By no means is this a deal breaker. Rather, those considering a jump to the cloud should simply be aware of the contingencies that can arise — and the end goal of the project.

Big-Picture Considerations

Improving the customer experience should be a guiding principal for any cloud customization, Tom Gonser, founder and VP of product strategy at DocuSign, told CRM Buyer.

“To be of significant value and drive the biggest business benefits, any successful cloud computing application must also improve your customers’ process and experience,” he said.

Of course, it doesn’t necessarily follow that such tinkering will be apparent to the front-end customer. “Cloud-based applications that include custom, secure data fields can be — and should be — customized to capture the data and automatically feed it into back-end systems to maximize the workflow automation and produce greater overall efficiency and ROI (return on investment),” he said.

Hire Good Help

Carefully screen the developer in charge of the project, as cloud-computing implementations and customizations can require special skill sets. This should certainly be a factor in the planning process, but it is also applicable to customization.

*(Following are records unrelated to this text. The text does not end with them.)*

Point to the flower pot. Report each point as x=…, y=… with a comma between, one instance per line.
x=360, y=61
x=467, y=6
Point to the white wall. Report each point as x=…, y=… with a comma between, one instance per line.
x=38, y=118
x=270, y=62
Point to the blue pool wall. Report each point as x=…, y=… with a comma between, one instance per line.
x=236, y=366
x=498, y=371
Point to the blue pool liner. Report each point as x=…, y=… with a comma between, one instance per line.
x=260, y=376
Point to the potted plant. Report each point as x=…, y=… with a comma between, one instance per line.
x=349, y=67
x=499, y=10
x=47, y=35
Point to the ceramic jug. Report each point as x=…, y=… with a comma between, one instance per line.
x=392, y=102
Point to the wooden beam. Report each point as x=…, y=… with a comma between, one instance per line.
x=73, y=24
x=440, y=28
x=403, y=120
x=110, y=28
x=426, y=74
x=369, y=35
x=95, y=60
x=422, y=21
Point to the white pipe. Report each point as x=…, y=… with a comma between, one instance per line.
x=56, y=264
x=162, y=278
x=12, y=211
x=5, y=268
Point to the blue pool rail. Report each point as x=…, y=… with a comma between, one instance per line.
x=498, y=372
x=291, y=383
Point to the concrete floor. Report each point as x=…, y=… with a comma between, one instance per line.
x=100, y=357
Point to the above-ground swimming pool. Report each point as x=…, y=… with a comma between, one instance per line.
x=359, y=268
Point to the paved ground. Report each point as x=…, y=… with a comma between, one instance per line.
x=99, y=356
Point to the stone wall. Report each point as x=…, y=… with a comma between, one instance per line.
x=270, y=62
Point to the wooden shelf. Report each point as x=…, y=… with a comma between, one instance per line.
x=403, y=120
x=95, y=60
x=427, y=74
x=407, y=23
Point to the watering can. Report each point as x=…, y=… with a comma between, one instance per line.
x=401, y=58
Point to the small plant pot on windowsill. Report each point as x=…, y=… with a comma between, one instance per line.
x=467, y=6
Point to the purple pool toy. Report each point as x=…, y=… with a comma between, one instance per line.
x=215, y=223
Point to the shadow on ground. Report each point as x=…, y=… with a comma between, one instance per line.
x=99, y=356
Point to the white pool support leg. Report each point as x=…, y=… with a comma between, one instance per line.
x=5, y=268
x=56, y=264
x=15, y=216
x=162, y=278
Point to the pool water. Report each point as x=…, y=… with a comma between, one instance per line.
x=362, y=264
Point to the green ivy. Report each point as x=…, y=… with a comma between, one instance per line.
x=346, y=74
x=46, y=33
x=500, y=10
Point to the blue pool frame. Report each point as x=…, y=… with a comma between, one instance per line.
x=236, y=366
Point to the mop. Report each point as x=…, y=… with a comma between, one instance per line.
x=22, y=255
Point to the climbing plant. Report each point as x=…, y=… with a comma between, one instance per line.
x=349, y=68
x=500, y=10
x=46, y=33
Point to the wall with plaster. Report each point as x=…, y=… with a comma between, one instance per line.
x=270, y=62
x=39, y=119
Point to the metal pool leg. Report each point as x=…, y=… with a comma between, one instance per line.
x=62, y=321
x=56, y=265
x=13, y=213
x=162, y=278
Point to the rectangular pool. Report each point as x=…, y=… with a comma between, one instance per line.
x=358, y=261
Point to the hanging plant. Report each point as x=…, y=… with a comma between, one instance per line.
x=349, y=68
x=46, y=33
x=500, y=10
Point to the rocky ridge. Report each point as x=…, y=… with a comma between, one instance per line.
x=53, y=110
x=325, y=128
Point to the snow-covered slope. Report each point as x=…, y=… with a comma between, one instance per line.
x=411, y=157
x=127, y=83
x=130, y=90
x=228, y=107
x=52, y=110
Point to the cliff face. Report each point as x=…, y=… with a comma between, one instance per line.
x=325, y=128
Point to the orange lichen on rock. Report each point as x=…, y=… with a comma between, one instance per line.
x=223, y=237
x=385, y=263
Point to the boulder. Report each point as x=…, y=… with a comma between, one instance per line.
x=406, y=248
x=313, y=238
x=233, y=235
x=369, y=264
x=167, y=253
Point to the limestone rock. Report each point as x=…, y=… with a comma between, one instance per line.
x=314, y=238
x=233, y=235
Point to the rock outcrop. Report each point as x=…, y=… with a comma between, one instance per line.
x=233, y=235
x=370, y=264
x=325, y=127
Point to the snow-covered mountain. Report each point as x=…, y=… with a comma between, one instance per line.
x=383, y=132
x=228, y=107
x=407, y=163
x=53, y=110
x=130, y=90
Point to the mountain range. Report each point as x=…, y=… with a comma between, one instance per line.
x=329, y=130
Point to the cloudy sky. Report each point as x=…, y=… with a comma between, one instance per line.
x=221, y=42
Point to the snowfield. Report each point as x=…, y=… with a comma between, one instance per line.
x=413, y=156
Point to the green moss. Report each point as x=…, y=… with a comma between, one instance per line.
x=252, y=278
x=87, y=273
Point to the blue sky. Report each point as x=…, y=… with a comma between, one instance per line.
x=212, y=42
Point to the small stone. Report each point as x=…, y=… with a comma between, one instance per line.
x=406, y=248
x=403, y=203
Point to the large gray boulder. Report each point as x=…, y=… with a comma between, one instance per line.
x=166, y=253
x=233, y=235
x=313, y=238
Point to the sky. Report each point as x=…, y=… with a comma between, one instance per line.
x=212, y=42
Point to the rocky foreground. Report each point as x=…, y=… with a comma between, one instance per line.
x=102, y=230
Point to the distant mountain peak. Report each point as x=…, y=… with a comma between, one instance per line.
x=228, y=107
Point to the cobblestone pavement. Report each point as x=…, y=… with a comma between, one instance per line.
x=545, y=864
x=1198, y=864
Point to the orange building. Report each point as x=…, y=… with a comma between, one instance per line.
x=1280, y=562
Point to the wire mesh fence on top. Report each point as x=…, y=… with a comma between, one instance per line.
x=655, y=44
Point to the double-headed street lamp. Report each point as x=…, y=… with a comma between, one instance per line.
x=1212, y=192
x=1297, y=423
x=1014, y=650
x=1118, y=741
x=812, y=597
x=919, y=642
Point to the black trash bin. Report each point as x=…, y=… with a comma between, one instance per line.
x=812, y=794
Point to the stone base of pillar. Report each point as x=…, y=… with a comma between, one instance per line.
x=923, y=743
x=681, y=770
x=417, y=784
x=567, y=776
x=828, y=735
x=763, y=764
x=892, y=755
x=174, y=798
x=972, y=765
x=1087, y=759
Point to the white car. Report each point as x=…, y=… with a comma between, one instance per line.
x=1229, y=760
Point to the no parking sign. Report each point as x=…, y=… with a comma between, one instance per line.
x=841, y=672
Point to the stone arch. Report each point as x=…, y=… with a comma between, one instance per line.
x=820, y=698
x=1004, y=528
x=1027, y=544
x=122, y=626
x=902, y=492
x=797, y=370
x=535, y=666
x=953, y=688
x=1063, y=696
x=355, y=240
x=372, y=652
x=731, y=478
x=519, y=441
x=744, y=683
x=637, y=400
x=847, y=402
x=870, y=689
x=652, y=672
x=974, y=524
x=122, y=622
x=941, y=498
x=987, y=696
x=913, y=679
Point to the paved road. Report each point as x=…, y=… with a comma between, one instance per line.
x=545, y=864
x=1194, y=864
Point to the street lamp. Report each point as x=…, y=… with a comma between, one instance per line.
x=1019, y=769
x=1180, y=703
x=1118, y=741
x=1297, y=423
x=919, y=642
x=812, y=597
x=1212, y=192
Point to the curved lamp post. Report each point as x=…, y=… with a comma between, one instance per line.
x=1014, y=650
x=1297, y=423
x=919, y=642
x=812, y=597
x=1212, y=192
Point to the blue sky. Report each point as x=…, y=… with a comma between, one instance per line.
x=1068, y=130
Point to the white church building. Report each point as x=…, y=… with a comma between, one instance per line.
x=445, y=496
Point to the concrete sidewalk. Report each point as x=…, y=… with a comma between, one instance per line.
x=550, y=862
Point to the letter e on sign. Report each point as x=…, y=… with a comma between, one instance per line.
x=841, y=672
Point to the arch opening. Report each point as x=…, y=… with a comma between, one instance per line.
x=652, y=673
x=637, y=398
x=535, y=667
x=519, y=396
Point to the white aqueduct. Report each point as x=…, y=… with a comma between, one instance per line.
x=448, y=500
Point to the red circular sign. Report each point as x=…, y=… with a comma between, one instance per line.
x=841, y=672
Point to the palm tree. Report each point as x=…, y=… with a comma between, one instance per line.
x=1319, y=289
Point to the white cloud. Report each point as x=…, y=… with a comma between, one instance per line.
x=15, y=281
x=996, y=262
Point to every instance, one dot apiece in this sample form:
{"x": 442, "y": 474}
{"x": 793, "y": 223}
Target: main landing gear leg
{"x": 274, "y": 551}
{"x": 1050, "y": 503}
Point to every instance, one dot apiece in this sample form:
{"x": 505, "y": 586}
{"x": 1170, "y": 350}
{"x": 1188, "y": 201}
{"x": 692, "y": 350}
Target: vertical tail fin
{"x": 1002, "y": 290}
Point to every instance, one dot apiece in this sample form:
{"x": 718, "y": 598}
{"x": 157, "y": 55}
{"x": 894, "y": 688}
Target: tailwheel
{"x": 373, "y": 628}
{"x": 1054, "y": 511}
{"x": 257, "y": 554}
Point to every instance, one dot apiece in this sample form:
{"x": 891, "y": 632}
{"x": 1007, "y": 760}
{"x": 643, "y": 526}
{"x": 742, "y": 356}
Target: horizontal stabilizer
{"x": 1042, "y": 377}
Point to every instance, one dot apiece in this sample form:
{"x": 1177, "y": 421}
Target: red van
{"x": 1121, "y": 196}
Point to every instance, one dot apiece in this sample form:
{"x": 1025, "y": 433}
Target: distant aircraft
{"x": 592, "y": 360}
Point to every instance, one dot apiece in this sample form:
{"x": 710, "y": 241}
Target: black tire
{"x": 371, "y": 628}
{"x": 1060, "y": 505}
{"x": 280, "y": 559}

For instance, Lori MacVittie, technical marketing manager for F5 Networks, told CRM Buyer about a common challenge. Developers, according to MacVittie, are not always familiar with the nuances in what is essentially a load-balanced environment.

“The biggest challenge in doing so is around session management,” she said. “Almost all Web applications utilize sessions on the application server to maintain some sort of user information for the duration of the user’s time in the application.”

In a load-balanced environment, she said, the load balancer needs to be able to “persist” connections to the same server on which a user was first connected in order to maintain access to that state information. “If the cloud environment is not able to support persistence in this way, then it becomes necessary to implement a shared session management scheme using, for example, a shared database in which to share sessions such that every instance can access the appropriate session data for all users. Understanding which model can or will be used before development is necessary to avoid ‘breaking’ the application in the cloud and potentially requiring a rewrite of large chunks of the application to make it work in the cloud environment.”

Other Cloudy Considerations

A highly skilled developer can also squeeze greater efficiencies out of the cloud environment when customizing the app, saving the company time and other resources.

For instance, Brian Goodman, IBM manager of cloud engineering and experience, suggested focusing on those parts of the applications that are long-running or resource-intensive. “These are great candidates for distributed computing design patterns,” he told CRM Buyer. “One of the uses of an elastic cloud is to leverage its massive distributed resources to solve many smaller problems and then assemble the pieces to form a solution.”

Applications tend to suffer from logic congestion, wherein one element is doing the work of many, Goodman continued. “The trip down componentization lane is all about simplifying without losing power. Consider your application and start breaking it up into pieces that could live as parts, but currently, for whatever good reason, do not.

“Also, if your application isn’t service oriented, cloud is the reason to take the leap.” This ties into componentization, he said: enabling the company to standardize service interfaces while ensuring flexibility and reuse. “If you are still building monolithic stacks, there is a lot of opportunity in this space. Don’t just consider service endpoints, but also consider the use of widgets — services that are delivered with an end user interface — as services.”

Services don’t necessarily imply componentization, but if you can conceive of them, then you also have opportunities to scale parts of the application independently, he said. “This is very important, because we often just make clones of our applications and run it over and over, distributing loads across many instances. But the truth is that different pieces could scale at different rates, allowing you to economize and drive efficiencies into the system.”